Recently, Chris Morgan of Building Blocks (a UK SDL partner), penned an article about scaling out the deployer. It is a good article and it is good to see more scaled publishing scenarios being implemented with customers.
In SDL Tridion 2009 particularly and 2011 less so, the deployer can be a bottleneck when you are trying to publish large volumes of content to your websites. Since the outset of SDL Tridion, customers have been growing in volume demand for updates to their websites. Moreover, the timeliness of the updates is become more and more important. The major difference between 2009 and 2011 is that 2011 is multi-threading, meaning that a single deployer can deploy more than one item at a time. Does not sound like much, but the multi-threaded change allows an ever larger amount of content to be published. However, it does need to be setup well and more over tested. If you want the best out of your publishing you must test the setup well.
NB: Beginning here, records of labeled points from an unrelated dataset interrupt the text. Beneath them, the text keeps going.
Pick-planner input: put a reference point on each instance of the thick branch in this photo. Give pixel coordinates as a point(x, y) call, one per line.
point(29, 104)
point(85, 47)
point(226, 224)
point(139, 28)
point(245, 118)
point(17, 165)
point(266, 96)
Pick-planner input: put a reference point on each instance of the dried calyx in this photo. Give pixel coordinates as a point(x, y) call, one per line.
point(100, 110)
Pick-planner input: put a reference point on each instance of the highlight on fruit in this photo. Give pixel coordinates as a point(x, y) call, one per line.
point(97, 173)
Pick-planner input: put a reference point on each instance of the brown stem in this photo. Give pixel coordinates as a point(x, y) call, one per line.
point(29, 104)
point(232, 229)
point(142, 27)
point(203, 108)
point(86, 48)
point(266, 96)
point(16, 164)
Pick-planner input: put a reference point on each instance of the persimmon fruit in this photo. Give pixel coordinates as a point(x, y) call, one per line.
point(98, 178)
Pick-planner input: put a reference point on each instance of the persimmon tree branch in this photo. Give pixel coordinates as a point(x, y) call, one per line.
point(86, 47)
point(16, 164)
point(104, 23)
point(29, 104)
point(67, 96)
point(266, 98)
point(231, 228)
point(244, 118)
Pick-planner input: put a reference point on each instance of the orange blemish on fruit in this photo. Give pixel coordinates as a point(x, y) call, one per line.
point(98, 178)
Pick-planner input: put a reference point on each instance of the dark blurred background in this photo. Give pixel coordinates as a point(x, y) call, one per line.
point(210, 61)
Typically, when you ran up against the deployer bottleneck in 2009 you implemented multiple deployers. This you can still do in 2011 to get yet more throughput (because you add multi-threaded, multi-deployers). However, there are various things you need to take into account in order to ensure that you don’t run into problems.
If you read Chris’ article you get the idea of how you do this. However, I must make some corrections. The overall setup is fine but as Chris notes you can run into race conditions of multiple deployers trying to update the same content at the same time. For this reason, the setup described is not supported; you will get failures. However, there is hope! To avoid the race conditions you need to modify the setup as described in the blog post.
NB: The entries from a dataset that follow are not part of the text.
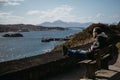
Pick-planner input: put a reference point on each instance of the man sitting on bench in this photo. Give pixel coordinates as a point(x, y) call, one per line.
point(100, 41)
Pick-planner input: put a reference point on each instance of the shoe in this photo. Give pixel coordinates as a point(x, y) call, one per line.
point(65, 50)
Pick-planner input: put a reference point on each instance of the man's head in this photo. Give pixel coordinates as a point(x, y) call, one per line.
point(96, 31)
What is described in the post is that you have multiple deployers that are deploying all content from all publications. Instead you must have multiple deployers that are in their own right dedicated to publishing content of given publications. For instance, if you have 10 deployers you must split the publications you are publishing over each of the ten and not have any duplication. For example:
- deployer 1
- publication a
- publication b
- deployer 2
- publication c
- publication d
- etc…
This configuration you do in your publishing targets on the Content Manager and for simplicity sake each of your deployers can be configured 100% the same.